E46 Fanatics Forum banner

Was thinking of doing a sound deadening overhaul

3 reading
3.5K views 8 replies 7 participants last post by  Mango  
#1 ·
Hi guys! I was looking into buying a ton of sound deadening and making the ride as silent as possible from the inside while driving. My goal is to make my 325Ci an even better highway cruiser and match the level of sound deadening of the nicer E39 5-series.

I found something like this: https://www.amazon.com/Noico-deaden...UIKAK/ref=sr_1_1?ie=UTF8&qid=1501286835&sr=8-1&keywords=dynamat+sound+deadening

and I think it will work great for what I want if I make a few orders of it.

Door panels are an obvious and easy one.

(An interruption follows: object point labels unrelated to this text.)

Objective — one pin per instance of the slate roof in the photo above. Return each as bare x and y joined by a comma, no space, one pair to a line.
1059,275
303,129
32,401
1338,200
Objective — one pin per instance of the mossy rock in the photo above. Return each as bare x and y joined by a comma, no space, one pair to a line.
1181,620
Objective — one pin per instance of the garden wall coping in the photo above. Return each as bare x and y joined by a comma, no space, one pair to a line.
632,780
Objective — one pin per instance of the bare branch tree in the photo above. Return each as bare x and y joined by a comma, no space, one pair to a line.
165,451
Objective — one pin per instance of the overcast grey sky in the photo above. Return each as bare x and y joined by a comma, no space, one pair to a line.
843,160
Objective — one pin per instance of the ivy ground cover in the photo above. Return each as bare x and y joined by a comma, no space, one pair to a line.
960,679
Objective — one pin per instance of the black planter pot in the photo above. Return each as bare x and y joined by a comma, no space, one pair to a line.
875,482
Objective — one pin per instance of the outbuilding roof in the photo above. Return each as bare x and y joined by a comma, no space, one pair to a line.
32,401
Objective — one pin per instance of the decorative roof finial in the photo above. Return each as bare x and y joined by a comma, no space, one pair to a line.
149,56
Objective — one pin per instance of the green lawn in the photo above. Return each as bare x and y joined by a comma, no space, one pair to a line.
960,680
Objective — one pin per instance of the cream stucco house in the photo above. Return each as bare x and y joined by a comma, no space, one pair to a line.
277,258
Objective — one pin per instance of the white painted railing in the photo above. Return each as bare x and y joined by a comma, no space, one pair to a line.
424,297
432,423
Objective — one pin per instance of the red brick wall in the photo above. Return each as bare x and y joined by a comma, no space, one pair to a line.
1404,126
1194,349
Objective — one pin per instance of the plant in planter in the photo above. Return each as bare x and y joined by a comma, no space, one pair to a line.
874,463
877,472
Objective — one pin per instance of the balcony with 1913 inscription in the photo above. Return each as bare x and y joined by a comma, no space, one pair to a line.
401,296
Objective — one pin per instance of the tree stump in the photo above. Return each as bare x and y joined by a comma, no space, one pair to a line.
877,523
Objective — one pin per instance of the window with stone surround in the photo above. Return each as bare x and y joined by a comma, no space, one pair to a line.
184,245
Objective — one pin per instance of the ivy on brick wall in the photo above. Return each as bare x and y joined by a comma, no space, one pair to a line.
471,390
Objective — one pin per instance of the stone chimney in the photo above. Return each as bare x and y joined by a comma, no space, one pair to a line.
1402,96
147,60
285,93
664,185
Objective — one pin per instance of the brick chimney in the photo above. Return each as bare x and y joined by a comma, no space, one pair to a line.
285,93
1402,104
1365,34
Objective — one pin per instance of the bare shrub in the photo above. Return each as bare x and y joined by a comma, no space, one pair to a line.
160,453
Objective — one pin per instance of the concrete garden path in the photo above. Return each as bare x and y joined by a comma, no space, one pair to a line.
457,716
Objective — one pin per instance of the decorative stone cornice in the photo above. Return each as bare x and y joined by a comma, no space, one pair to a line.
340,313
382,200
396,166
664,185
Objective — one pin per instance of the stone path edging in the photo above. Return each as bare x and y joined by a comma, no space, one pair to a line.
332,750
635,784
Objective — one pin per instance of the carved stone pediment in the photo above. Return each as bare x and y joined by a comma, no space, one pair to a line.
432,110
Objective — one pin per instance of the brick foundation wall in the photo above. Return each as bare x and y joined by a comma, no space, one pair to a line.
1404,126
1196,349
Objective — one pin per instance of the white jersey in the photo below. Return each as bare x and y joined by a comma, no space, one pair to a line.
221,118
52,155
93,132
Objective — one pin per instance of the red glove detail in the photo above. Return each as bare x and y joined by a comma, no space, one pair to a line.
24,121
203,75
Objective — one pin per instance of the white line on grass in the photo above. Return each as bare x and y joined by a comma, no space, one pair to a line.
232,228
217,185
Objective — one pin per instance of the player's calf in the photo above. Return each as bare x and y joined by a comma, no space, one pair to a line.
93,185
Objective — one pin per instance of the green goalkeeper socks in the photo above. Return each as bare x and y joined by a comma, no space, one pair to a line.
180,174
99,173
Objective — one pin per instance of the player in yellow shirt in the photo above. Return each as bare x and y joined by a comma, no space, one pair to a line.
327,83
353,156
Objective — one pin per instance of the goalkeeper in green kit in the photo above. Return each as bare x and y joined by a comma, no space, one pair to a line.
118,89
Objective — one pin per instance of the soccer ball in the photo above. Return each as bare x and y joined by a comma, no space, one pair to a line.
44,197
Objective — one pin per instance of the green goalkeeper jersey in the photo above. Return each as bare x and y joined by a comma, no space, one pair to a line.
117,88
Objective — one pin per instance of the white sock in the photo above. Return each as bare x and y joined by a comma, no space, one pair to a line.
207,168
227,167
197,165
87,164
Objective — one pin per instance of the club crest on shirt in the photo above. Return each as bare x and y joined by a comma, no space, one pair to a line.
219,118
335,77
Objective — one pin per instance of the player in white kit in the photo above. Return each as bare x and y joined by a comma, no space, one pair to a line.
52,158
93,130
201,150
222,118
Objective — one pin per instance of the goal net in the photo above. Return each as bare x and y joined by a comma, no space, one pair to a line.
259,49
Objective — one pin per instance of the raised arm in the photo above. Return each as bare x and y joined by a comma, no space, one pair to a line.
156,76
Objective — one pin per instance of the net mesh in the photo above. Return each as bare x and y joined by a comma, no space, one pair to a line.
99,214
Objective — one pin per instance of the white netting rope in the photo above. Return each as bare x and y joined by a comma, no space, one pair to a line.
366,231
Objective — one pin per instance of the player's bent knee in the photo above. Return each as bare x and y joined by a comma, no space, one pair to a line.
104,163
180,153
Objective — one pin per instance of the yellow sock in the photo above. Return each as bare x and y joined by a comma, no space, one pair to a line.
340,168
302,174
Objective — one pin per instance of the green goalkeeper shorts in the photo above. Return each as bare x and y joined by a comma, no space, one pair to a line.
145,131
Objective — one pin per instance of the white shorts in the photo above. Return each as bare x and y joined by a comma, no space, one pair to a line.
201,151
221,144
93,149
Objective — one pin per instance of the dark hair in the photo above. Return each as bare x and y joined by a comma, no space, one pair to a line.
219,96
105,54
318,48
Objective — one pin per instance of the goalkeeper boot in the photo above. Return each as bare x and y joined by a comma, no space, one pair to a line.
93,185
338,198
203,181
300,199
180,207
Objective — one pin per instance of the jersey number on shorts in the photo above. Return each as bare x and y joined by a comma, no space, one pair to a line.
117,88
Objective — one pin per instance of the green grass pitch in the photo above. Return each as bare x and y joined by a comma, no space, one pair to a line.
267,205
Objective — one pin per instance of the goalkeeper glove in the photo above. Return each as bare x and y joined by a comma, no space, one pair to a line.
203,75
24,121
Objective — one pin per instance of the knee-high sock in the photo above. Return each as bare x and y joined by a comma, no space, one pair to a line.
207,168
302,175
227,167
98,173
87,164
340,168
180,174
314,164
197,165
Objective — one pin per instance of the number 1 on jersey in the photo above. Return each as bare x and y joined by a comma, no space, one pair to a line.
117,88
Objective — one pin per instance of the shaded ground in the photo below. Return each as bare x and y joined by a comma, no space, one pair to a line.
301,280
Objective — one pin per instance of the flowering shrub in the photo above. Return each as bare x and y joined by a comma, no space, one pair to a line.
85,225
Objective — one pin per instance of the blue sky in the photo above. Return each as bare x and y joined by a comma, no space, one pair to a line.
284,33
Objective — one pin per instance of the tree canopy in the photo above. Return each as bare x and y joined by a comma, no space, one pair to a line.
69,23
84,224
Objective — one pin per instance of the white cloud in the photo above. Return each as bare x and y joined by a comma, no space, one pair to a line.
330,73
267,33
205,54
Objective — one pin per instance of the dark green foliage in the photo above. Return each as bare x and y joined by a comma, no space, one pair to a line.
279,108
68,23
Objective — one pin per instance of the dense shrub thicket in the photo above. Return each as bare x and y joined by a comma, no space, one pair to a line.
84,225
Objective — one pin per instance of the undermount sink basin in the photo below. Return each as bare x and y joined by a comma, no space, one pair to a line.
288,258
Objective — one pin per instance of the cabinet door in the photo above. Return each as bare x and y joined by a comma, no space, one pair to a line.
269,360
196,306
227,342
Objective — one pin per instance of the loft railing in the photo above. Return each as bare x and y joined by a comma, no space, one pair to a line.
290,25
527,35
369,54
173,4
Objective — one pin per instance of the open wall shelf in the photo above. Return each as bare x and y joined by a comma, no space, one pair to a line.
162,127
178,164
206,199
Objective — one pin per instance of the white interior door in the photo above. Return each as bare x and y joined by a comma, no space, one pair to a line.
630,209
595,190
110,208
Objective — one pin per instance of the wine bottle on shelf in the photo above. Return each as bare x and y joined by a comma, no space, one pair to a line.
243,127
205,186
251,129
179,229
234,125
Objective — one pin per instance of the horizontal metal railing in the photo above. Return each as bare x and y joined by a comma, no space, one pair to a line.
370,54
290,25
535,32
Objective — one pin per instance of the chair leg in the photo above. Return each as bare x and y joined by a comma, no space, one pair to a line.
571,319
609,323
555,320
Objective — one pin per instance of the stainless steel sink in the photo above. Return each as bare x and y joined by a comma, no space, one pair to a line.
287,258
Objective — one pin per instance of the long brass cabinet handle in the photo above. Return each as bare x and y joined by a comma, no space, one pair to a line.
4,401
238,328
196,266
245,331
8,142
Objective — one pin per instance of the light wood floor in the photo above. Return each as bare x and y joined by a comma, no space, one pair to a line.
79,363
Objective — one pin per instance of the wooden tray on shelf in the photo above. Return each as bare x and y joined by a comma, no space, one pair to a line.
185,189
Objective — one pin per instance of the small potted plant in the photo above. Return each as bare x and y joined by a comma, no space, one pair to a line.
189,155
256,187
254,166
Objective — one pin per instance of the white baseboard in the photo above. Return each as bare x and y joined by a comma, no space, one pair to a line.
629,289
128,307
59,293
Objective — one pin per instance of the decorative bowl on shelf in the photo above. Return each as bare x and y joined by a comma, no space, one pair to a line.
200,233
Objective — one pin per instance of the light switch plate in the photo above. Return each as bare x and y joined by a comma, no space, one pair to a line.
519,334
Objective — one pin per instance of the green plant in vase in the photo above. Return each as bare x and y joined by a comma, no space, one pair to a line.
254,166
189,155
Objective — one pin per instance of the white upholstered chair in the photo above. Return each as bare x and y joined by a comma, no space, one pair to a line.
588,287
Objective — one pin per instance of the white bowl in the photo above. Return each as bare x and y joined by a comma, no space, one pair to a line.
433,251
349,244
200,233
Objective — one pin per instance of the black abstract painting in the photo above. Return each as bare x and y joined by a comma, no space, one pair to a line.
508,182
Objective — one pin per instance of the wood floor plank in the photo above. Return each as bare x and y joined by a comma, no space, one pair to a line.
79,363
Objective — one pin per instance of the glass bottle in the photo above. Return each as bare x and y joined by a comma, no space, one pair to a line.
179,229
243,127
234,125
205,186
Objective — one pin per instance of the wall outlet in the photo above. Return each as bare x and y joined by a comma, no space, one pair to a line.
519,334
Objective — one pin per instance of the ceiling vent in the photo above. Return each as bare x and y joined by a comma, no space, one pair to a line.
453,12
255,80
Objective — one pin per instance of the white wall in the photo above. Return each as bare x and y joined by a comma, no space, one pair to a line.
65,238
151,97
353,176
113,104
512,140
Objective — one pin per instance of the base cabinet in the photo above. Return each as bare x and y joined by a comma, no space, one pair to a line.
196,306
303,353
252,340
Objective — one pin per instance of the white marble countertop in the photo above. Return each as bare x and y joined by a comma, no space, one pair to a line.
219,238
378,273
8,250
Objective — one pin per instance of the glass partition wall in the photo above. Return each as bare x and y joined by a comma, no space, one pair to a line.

My question is, is it worth it to pull the floor carpet up and install a TON of sound deadening? I read online a lot about cutting and removing dashboards and center consoles, and getting the heater core out so the carpet can be removed. If I am only doing this to get the carpet up, some deadening installed, and put back down, do I really have to remove it entirely or can I leave it attached at the center still?

Also anyone who has used something like that on Amazon, does it work and does it make a big difference? Even just on door panels I would love to know if it makes a difference.
 
#6 ·
#8 · (Edited)
You may have better luck with getting tires designed to be quiet, than putting a bunch of sound deadening material in the car.
I designed and built audio systems for cars competing in IASCA sound competitions many many years ago, and if the overall goal is to reduce road noise... start with low rolling resistance/quiet tires.
The E46 has considerable road noise abatement already, but damping the doors does help.
 
#9 · (Edited)
It won't do much. The E46 already has sound deadening from the factory in strategic locations BMW determined mattered. Likely using super computers and tons of secret data. The body rigidity is the main one, second is the thick carpeting, third is the strategically placed permanent mats (forgot the name) glued larger open sheet metal areas. Manufacturers know exactly where to place it and how much. For example my Lexus has strategic squares (maybe 6x6") on open areas of the exterior door sheet metal. This isn't so much as to block sound, but to prevent the sheet metal from resonating/vibrating. The entire panel doesn't need covering. Just an area in the middle. The doors already are soundproofed by way of the interior door panels. Same as any car.

so you're adding a bunch of weight for negligible (if any) gains. The cost (being weight/money)/benefit ratio isn't there.

Best bet is to get new tires and clean/condition/replace all seals -- entry points of wind/sound.

If your car is still loud for your tastes, that's just the way it is. Inherent quietness is something baked into the chassis design/rigidity mostly. Not much you can do by adding sh1t.